C: Assignments Day 2¶
Today we have several problems for you to tackle. Parts should look and feel familiar from Day 1, though we will add more features as we go.
Problem 1: DGEMM¶
Navigate to /assignments/C-Day2/matMul. Instead of a single file, there are multiple files. One of these files, BlasDGEMM.c, invokes the BLAS dgemm function and requires that the application be linked to the BLAS library. Compiling and linking the applications would require you to find the path to the blas libraries. In addition the multiple .c files would require multiple compilation commands. Compiling this version requires multiple steps:
gcc myDGEMM.c -c
gcc blasDGEMM.c -c
gcc matMul.c myDGEMM.o blasDGEMM.o -lm -/pathtoblaslibrary -o matMul
And you can run the executable as
./matMul
Imagine doing this for many more files, usually tens to hundreds. That would be painstaking and inefficient and very error prone. Software engineers developed several tools to simplify and automate the compile process. One of those tools is cmake, a member of the make family of tools. You find a configuration file names CMakeList.txt in the source folder. The configuration file is a plain text file, so you can and should check out how it is written.
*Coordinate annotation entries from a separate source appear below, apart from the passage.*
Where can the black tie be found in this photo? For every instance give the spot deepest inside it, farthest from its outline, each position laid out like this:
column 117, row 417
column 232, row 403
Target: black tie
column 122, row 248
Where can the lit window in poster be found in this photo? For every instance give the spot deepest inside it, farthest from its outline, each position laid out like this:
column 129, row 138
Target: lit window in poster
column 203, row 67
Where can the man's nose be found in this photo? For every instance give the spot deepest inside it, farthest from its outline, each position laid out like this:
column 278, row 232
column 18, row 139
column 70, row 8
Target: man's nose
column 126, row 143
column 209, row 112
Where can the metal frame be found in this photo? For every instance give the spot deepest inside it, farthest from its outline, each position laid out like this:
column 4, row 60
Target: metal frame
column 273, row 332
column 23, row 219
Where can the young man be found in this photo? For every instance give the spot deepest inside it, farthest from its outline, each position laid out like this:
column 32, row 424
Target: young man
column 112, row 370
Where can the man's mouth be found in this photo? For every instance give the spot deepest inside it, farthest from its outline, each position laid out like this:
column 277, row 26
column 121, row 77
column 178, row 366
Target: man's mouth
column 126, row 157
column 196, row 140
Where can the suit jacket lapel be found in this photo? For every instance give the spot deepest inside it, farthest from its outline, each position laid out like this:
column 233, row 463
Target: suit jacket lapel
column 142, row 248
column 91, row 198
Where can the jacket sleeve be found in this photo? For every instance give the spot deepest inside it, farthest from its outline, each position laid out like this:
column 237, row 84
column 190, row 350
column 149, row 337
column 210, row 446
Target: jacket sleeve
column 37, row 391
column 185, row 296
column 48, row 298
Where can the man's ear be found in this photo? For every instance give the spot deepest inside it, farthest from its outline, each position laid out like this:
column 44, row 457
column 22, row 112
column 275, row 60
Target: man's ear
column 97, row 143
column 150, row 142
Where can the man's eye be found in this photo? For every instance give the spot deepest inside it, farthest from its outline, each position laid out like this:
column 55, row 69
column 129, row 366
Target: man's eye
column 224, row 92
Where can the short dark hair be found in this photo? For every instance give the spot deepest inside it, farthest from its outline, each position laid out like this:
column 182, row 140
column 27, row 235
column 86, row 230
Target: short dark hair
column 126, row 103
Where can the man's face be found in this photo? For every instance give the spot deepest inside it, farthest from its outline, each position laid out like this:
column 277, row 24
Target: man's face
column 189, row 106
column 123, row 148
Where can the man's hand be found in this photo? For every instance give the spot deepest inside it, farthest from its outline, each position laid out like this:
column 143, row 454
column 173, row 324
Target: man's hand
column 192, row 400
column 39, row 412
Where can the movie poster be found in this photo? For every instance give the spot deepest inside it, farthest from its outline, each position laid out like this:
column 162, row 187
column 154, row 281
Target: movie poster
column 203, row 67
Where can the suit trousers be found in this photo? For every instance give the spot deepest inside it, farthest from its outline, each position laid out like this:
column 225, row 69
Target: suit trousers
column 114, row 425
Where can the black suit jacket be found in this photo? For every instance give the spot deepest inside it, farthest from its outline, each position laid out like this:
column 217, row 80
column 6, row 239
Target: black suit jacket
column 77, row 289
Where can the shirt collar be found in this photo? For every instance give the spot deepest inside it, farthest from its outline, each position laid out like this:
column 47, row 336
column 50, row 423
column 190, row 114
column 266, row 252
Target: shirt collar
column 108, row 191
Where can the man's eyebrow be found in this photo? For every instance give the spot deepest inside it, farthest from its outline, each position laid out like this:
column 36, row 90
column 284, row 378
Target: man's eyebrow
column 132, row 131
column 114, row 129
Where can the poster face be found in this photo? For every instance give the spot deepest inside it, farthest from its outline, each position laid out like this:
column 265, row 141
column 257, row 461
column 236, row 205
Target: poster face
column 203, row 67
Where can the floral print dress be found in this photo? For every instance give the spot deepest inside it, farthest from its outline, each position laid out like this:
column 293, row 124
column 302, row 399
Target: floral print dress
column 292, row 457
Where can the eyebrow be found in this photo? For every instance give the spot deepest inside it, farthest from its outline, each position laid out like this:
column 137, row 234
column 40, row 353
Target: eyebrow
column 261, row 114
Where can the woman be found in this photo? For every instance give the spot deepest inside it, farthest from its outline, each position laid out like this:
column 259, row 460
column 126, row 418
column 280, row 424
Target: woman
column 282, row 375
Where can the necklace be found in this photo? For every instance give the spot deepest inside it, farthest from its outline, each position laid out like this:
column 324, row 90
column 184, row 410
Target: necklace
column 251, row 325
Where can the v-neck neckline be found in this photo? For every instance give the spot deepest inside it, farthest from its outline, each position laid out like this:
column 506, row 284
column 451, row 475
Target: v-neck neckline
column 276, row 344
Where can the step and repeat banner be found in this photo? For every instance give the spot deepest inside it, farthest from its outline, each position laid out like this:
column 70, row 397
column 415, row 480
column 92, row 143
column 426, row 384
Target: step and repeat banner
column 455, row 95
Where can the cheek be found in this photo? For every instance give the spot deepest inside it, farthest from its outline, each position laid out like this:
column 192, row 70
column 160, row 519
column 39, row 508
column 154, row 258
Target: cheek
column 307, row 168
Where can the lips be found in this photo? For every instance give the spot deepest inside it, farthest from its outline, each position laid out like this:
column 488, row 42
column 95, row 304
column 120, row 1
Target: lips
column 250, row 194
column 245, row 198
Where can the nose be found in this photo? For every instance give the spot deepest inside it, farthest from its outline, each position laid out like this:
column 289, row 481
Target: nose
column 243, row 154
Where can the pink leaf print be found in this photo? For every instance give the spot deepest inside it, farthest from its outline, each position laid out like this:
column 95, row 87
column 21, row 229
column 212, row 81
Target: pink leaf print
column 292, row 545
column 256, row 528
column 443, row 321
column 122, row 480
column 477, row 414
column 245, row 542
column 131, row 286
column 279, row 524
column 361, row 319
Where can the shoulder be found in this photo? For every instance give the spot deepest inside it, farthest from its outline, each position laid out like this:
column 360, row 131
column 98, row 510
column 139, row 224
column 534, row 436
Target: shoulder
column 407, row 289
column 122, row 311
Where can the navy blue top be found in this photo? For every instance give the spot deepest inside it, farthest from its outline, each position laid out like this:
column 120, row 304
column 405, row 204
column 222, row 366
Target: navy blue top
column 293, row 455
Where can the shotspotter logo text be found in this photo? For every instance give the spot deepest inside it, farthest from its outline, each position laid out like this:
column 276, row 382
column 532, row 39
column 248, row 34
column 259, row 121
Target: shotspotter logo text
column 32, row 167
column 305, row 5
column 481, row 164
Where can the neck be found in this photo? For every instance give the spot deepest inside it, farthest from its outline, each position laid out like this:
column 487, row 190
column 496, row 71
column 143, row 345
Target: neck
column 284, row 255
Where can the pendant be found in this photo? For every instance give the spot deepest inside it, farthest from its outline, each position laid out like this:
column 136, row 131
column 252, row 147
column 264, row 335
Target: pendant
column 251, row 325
The compile process now becomes
1. a configuration step - done only once or every time you are adding a file to the project. Inside the source folder, execute
$ mkdir build
$ cd build
$ cmake ..
$ cmake --build .
This will check your system for compilers and other development tool and create a Makefile in each source folder.
Note
Placing the compile files into a build folder makes cleanup easier: simply delete the entire build folder when done. It can be regenerated easily using the above procedure.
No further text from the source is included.